Individual brain organoids reproducibly form cell diversity of the human cerebral cortex
Silvia Velasco, Amanda J. Kedaigle, Sean K. Simmons, Allison Nash, Marina Rocha, Giorgia Quadrato, Bruna Paulsen, Lan Nguyen, Xian Adiconis, Aviv Regev, Joshua Z. Levin, and Paola Arlotta.
Human brain organoids derived from stem cells are promising models of neurodevelopment, however they are plagued by high organoid-to-organoid variability. Here we show that an organoid model of the dorsal forebrain can generate a rich diversity of cell types appropriate for the human cerebral cortex. We performed single-cell RNA-sequencing analysis of 166,242 cells isolated from 21 individual organoids, finding that 95% of the organoids generate a virtually indistinguishable compendium of cell types, following similar developmental trajectories and with a degree of organoid-to-organoid variability comparable to that of individual endogenous brains.

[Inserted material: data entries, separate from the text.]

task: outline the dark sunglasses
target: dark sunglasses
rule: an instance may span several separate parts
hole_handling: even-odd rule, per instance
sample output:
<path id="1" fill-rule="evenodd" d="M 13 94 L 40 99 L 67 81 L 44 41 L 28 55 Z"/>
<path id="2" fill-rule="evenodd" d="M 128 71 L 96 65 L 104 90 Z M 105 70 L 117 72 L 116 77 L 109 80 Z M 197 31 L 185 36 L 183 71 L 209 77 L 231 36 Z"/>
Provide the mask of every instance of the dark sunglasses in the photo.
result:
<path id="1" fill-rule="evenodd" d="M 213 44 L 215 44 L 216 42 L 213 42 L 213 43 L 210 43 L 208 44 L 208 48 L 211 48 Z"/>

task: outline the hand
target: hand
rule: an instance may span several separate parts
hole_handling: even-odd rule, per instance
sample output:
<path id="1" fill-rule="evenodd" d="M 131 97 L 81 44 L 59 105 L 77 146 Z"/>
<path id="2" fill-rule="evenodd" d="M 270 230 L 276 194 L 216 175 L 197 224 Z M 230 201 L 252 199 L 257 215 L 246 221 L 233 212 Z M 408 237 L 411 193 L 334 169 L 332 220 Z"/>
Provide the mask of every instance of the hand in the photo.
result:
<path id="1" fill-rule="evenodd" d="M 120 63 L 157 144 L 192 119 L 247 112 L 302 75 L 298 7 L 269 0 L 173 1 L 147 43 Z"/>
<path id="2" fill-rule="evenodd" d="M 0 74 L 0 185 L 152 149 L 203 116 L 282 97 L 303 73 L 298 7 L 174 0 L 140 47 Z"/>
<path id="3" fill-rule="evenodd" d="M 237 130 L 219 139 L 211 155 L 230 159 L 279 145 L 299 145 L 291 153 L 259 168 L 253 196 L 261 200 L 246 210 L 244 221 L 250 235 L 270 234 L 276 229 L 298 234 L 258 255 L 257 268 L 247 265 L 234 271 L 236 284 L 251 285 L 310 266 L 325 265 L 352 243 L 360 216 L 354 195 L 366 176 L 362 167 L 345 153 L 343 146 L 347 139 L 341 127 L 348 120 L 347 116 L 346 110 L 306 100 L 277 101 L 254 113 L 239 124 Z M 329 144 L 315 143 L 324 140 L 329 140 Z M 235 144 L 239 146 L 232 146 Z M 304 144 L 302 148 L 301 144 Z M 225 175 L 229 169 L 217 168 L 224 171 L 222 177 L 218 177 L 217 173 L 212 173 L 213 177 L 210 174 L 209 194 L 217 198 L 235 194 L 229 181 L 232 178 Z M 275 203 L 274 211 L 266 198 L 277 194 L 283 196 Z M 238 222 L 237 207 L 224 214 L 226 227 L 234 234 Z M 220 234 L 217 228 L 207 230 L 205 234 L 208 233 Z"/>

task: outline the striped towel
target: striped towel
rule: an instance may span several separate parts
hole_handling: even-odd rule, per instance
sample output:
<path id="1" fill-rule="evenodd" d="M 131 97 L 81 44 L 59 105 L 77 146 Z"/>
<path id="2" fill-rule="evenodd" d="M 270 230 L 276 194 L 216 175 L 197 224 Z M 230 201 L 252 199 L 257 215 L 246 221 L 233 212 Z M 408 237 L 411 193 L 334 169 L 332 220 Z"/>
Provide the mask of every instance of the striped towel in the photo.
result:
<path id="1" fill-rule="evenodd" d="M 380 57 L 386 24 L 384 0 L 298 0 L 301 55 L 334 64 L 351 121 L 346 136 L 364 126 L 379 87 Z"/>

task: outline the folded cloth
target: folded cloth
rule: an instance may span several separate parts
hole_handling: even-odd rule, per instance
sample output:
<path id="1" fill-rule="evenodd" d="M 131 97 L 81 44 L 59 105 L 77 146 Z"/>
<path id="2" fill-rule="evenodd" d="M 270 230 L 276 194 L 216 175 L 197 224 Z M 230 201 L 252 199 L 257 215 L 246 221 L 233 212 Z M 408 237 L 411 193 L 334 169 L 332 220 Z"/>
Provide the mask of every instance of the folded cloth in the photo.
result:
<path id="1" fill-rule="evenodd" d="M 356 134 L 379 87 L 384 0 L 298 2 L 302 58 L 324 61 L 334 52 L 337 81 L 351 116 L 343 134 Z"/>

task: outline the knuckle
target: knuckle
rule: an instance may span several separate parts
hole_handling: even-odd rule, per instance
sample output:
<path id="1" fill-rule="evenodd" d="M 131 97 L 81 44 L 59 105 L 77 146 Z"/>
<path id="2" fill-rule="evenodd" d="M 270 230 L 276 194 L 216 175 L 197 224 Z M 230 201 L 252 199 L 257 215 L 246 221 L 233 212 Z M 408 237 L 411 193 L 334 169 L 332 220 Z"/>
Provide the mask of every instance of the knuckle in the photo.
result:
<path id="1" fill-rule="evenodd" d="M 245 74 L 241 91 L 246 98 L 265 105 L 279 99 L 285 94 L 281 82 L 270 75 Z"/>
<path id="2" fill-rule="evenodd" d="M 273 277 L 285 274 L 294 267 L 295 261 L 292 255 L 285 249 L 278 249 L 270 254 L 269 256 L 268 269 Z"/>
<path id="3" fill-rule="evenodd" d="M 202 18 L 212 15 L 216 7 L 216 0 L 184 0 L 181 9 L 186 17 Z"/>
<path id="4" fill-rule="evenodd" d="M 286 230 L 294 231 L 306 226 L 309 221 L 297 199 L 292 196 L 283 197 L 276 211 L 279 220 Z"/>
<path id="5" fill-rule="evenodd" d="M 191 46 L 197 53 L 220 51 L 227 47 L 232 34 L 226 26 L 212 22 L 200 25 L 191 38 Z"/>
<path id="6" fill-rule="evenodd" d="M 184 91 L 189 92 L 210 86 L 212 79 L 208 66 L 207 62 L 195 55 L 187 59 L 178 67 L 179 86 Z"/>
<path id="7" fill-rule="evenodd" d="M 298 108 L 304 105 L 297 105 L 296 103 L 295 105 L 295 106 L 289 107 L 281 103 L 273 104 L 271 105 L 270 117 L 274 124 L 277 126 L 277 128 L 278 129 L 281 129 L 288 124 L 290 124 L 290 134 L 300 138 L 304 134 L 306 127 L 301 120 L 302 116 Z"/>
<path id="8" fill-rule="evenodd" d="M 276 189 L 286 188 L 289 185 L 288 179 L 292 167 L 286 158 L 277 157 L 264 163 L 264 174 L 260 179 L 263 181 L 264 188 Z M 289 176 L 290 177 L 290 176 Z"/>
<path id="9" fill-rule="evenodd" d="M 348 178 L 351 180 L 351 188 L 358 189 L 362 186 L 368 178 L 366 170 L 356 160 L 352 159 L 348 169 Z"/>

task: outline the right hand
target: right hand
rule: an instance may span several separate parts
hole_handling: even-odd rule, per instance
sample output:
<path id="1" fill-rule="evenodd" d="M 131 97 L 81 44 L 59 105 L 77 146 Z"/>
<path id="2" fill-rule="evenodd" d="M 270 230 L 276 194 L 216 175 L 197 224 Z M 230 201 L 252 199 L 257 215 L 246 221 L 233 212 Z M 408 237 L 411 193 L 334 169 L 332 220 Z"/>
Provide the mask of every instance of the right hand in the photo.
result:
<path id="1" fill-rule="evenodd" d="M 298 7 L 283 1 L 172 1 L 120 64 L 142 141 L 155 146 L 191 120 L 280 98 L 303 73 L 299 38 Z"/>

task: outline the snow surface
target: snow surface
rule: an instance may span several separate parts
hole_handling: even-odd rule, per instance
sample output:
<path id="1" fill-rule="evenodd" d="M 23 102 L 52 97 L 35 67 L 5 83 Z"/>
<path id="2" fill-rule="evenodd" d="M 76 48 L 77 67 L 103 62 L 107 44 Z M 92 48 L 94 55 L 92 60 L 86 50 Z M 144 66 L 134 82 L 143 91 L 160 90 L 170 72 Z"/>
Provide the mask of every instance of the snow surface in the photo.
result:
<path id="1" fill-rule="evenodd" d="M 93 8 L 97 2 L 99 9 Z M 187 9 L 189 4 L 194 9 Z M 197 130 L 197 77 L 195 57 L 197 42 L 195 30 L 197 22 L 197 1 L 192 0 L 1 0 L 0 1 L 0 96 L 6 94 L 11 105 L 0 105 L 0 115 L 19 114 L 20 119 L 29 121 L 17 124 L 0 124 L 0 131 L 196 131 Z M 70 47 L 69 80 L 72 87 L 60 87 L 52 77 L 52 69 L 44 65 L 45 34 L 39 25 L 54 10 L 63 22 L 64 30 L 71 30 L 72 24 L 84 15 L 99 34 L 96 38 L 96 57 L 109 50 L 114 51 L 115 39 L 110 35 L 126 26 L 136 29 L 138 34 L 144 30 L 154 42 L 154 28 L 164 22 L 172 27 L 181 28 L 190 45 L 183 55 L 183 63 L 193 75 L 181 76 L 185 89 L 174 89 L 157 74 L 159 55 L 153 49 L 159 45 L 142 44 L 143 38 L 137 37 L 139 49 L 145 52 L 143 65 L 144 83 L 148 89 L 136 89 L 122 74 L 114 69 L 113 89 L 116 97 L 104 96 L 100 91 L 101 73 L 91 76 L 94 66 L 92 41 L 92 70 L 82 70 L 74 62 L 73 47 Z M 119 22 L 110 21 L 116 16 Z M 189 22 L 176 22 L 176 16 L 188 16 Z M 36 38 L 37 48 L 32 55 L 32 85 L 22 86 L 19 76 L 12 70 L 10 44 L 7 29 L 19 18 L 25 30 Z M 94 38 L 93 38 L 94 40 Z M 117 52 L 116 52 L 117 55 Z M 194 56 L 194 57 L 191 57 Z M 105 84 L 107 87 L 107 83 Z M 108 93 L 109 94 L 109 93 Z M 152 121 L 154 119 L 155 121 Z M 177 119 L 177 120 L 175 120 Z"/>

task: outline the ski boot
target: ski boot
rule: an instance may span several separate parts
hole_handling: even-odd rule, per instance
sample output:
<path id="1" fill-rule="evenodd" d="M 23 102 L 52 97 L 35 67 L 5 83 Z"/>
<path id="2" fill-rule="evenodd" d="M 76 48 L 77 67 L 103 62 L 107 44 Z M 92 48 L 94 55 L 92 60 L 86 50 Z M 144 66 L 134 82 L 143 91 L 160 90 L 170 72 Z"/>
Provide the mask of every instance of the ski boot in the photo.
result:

Furthermore, organoids derived from different stem cell lines show consistent reproducibility in the cell types produced. The data demonstrate that reproducible development of the complex cellular diversity of the central nervous system does not require the context of the embryo, and that establishment of terminal cell identity is a highly constrained process that can emerge from diverse stem cell origins and growth environments.